Optimum therapy and rehabilitation of the patient often results in improvements in general health after the heart attack. However, complete recovery or freedom from symptoms rarely occurs. The majority of those affected experience a change in lifestyle and everyday processes, as there are severe health problems and a loss of general performance. This often triggers consequences, since an unusually high level of psychological stress is required. Patients with a brainstem infarction often suffer from depression, anxiety disorders or permanent impairment of memory performance.
A brainstem infarction can be prevented to a certain extent by preventing or combating arteriosclerosis (the main cause of brainstem infarction): arteriosclerosis is promoted, among other things, by obesity and high blood pressure; a conscious diet and a healthy lifestyle can prevent a brainstem infarction in many cases. Regular check-ups can also prevent a brainstem infarction in high-risk patients.
Follow-up care is mainly via rehabilitation measures, which must be started as early as possible to give the patient the best possible chance of improvement. The Federal Working Group for Rehabilitation (BAR) has divided these measures into six phases.
While phase A includes acute treatment and thus the actual therapy, phase B consists of rehabilitation, which begins while patients may still be mechanically ventilated. Phase C takes place as part of a rehabilitation measure and helps those affected to become more independent in everyday life.
As soon as they have achieved this, phase D can begin, in which existing functional and cognitive defects are counteracted in a targeted manner. Phases E and F describe additional aftercare treatments and any support services that may be required.
Stroke rehabilitation has evolved tremendously in recent years. Treatment successes are monitored by imaging measures.
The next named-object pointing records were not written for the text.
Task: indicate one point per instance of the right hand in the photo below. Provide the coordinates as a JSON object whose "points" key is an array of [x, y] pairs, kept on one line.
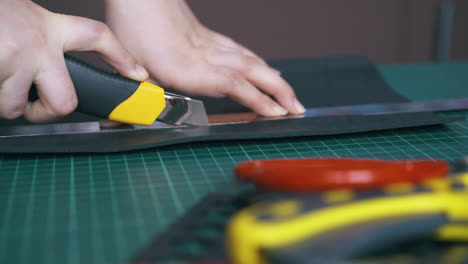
{"points": [[32, 43]]}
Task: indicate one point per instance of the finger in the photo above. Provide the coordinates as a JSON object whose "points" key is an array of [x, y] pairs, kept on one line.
{"points": [[84, 34], [233, 46], [234, 85], [12, 99], [57, 95], [264, 78]]}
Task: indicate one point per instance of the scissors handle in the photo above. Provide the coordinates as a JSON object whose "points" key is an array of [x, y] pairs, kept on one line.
{"points": [[321, 174]]}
A new approach is to restrict the movement of healthy limbs so that the patient is forced to use the affected body parts to get to the goal.
Mirror therapy is also becoming more and more popular. A mirror is positioned so that it shows the healthy limbs. Each movement signals the brain movement of the affected limb and actually leads to a recovery in motor function.
You can do that yourself
Opportunities for self-help exist for those affected only in cases where it was a matter of a mild brainstem infarction. The self-help measures consist primarily of the person concerned doing the exercises to improve movement, speaking and swallowing at home after extensive therapy under medical supervision and after gaining a certain degree of independence. The help of third parties may be necessary. In addition, an artery-friendly lifestyle is appropriate to counteract the further course of any underlying arteriosclerosis.
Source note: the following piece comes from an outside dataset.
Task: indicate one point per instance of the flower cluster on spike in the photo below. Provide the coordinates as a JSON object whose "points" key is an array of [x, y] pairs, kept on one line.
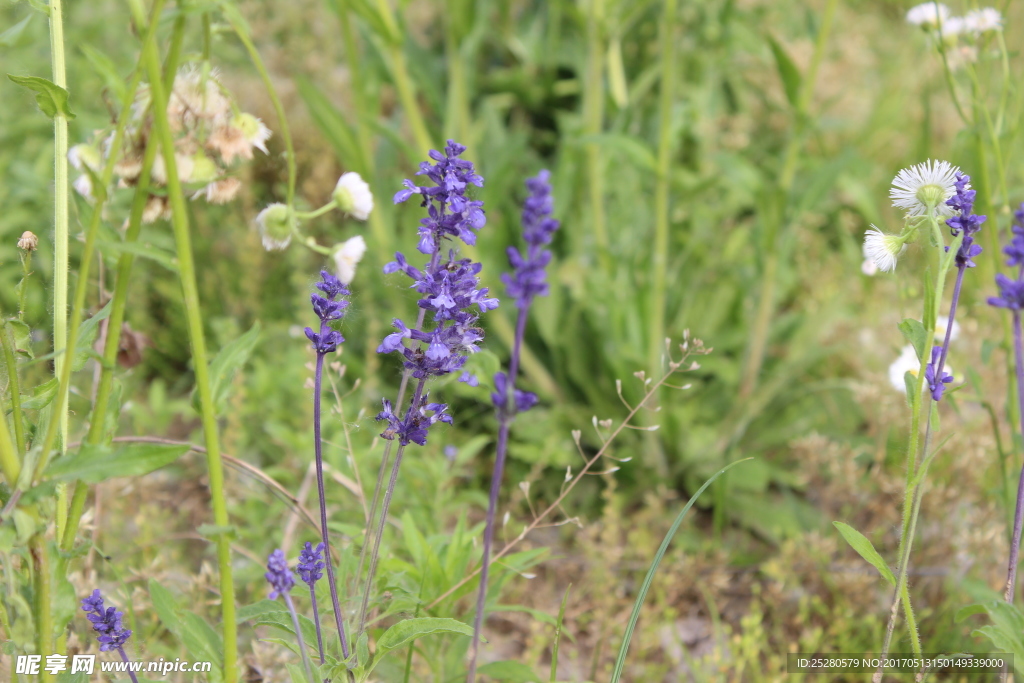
{"points": [[1012, 289], [107, 623], [451, 294], [330, 308], [964, 220], [310, 566], [279, 575]]}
In severe cases (especially those associated with the locked-in syndrome), no self-help measures are possible for the person concerned. It is only possible to work on improving the quality of life on the part of the personal and medical environment. This includes facilitating communication and simply being with friends and loved ones. It is important at this point that a brainstem infarction does not have to mean a cognitive impairment of the affected person. A paternalistic treatment is therefore not appropriate in relation to conversations and general communication, at least verbally, and in the worst case leads to the person concerned feeling devalued.
Nevertheless, comprehensive care for people with motor impairments is often necessary, whereby those around them should ensure that independence is promoted and maintained even in very small steps.